Estación del Timbalero

Peregrinos cuyo silencio estremece, resignados a andar pausadamente entre el coleteo de las masas con alteración ambivalente. 


Por Arnold El Sophío

El son de sus propios timbales, enmarcados por el óxido, el sudor, la lengua seca y las ampollas, es como el de los redobles militares, que tras las primeras líneas buscan dar valor a quienes buscan romper las defensas enemigas.


Desde una cuadra antes de la plaza, todo intento de avance es homenaje a Cristo, el Señor de Tlaxcala, motor inmóvil de los matlachines, cuyas almas deambulan en las pesadillas de los niños. La plaza enrojecida, gente encabronada, algodones de azúcar, vampiros con tequila, gritos matrimoniales, la que canta la lotería. Hay estrés, pero no como en la ciudad –nunca como en la ciudad-, la romería ente el santuario con la torrecilla alzada que anuncia sus luces ámbar lo devuelve a su condición de eternamente extraño, sin arraigo alguno, pero siempre como parte de la afluencia que late y late, a base de codazos, pisotones y empujones.

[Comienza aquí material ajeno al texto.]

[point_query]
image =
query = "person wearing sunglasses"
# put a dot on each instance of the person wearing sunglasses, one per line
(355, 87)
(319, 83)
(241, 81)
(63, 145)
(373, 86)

Él es un animal que depende demasiado del clima, tiene sangre fría, pero nació sin alas, a pesar de que el apóstol repite el mandato supremo del maestro: vayan por todo el mundo y prediquen el Evangelio. Él no predica, pero lo que hace le gusta más: canta, baila, con poder timbalero, timbal lleno de manteca y harina, son zapateado que se remata con enchiladas y a veces pozole verde, que huele hasta el alma; huele varias veces antes de probarlo, aunque ahí muy cerca también huela a meados. Casi siempre acampan, porque no hay camiones hasta el día siguiente: entre matorrales amarran mecates y ponen la tienda. Cielos despejados lo emboban de estrellas con formas de zorros, cuervos y aguiluchos.

La plaza fue linda; la gente no tanto. Señor de Tlaxcala, su patrón amado estaba tapado. Es viernes, día santo.